Rencontre après rencontre, nous nous sommes interrogés sur ce que nous allions trouver derrière le prochain col, derrière la prochaine montagne. Quel personnage nous attendait là-bas ? Quelle philosophie, quelle conviction nous seraient partagées ? Il s’est parfois révélé difficile de garder la bonne distance et de ne pas entrer en résonance avec nos propres valeurs et choix de vie. 

De retour de cette aventure, nous avons déballé notre malle, un véritable trésor : images, belles histoires et parfois même amitiés. Nous avons soupesé chaque pépite, scruté les regards, réécouté chaque témoignage sonore, transcrit les paroles sur le papier… Nous avons reçu également des messages émouvants : “Il est des rencontres inachevées, on attend parfois une suite, mais elle n’arrive pas nécessairement, c’est donc l’image d’un moment précieux…”

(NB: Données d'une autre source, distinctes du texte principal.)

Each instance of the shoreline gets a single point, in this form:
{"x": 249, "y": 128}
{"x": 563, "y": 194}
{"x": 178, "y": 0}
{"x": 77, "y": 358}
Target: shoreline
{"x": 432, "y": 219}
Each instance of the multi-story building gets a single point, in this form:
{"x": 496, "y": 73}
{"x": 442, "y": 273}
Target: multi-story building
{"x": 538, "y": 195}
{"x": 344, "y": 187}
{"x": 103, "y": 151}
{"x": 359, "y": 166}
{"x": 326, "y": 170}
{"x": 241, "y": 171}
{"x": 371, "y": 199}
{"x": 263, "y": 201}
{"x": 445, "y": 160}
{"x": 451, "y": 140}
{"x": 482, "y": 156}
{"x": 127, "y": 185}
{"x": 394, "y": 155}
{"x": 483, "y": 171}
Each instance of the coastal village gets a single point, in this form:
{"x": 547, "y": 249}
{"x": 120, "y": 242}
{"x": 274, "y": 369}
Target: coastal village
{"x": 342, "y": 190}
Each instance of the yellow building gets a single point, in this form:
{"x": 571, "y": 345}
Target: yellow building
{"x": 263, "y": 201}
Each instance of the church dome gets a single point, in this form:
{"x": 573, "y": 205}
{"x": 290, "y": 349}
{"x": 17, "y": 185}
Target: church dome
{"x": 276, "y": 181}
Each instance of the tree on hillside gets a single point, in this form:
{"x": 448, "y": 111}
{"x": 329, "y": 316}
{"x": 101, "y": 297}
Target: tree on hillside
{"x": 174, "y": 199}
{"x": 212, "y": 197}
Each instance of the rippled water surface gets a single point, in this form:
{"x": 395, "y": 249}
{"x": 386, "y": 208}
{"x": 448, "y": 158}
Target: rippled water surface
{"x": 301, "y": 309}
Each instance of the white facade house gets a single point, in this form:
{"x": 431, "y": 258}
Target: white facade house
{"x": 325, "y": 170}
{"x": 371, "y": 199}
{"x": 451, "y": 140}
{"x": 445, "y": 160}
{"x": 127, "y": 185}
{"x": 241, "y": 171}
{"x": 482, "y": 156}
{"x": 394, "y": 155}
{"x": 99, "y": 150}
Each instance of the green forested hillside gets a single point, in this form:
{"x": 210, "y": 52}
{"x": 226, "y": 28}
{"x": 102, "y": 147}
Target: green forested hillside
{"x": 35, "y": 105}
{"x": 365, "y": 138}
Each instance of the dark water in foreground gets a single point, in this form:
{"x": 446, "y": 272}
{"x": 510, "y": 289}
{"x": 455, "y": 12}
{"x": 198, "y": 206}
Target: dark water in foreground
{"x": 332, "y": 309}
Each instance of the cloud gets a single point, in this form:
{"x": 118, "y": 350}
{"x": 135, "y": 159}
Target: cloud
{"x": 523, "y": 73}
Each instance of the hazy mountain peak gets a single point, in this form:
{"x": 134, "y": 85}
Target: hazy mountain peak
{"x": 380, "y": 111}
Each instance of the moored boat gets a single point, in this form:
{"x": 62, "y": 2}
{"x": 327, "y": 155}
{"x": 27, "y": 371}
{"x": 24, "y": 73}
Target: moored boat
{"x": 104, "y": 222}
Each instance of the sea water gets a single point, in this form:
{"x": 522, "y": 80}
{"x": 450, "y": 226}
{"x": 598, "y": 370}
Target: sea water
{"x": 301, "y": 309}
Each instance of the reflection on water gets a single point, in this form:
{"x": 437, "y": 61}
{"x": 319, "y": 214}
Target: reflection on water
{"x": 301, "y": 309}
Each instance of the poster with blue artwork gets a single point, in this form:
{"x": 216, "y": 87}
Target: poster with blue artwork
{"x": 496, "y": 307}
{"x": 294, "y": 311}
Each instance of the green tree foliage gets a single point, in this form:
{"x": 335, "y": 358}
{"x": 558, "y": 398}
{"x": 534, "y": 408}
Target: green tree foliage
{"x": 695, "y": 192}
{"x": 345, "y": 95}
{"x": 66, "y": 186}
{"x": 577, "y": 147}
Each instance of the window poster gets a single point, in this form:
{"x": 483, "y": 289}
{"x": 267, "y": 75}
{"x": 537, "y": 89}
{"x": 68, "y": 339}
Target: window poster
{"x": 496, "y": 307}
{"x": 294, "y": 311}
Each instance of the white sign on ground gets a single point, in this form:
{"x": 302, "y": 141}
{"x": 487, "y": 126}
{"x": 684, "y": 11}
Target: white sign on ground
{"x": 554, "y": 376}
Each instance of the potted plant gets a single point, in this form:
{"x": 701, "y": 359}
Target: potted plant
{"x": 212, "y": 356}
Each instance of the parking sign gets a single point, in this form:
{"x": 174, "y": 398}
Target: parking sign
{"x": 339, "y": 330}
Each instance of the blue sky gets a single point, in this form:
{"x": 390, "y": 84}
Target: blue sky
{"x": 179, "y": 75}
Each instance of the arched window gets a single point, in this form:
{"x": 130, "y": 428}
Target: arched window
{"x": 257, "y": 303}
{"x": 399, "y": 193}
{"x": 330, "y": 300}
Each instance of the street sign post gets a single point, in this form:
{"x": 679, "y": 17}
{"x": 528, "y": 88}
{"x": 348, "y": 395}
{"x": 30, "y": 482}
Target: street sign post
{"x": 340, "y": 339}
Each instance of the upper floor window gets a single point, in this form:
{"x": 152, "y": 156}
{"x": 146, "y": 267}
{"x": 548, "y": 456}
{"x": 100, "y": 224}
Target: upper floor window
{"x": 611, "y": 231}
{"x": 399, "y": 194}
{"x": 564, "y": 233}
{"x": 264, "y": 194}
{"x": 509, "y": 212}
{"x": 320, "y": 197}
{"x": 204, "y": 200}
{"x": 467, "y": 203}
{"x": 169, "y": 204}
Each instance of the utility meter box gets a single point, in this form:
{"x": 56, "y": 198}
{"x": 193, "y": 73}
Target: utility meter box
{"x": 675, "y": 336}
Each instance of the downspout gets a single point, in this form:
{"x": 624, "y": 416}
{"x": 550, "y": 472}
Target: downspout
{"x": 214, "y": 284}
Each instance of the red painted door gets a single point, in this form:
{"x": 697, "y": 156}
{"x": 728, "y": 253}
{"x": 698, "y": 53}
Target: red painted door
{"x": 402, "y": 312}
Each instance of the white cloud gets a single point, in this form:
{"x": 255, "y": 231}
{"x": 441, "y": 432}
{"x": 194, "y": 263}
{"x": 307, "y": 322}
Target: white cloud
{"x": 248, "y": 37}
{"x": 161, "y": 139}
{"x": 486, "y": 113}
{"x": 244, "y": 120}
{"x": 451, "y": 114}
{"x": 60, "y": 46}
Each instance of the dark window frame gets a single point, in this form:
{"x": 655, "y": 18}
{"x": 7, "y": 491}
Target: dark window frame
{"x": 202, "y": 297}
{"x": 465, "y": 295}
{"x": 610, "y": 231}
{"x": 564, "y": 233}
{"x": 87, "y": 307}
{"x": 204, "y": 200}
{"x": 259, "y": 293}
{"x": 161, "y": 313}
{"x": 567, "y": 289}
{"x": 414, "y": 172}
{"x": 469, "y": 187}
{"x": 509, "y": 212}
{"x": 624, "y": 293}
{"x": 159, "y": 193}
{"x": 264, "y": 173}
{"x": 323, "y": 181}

Et s’est alors posée cette question : comment allons-nous partager, restituer tout cela ? Quel format privilégier ? Comment faire des choix ? A quoi renoncer ? Il n’était pas question d’établir une simple liste de noms par vallées, nous voulions partager toute cette humanité, questionner et peut-être même inspirer.

Mille fois nous avons retourné le sujet avant que 4 thématiques, forcément subjectives, n’émergent : La reconquête du sauvage ; Le relief qui façonne ; Un choix de vie et Un laboratoire de la modernité. Cet ouvrage témoigne d’un long travail de sélection, inévitable ; de retouches photo ; d’ajustements pour passer d’un témoignage brut oral à une transcription écrite sans dénaturer ou transformer les propos. 

Ce livre constitue aujourd’hui un grand kaléidoscope de témoignages sensibles sur un territoire qui nous a enchanté. A ceux qui vivent là-bas, nous espérons qu’ils retrouveront ici les vibrations de leur territoire. Aux autres, nous rappelons que ce livre ne représente qu’une infime partie de sa richesse.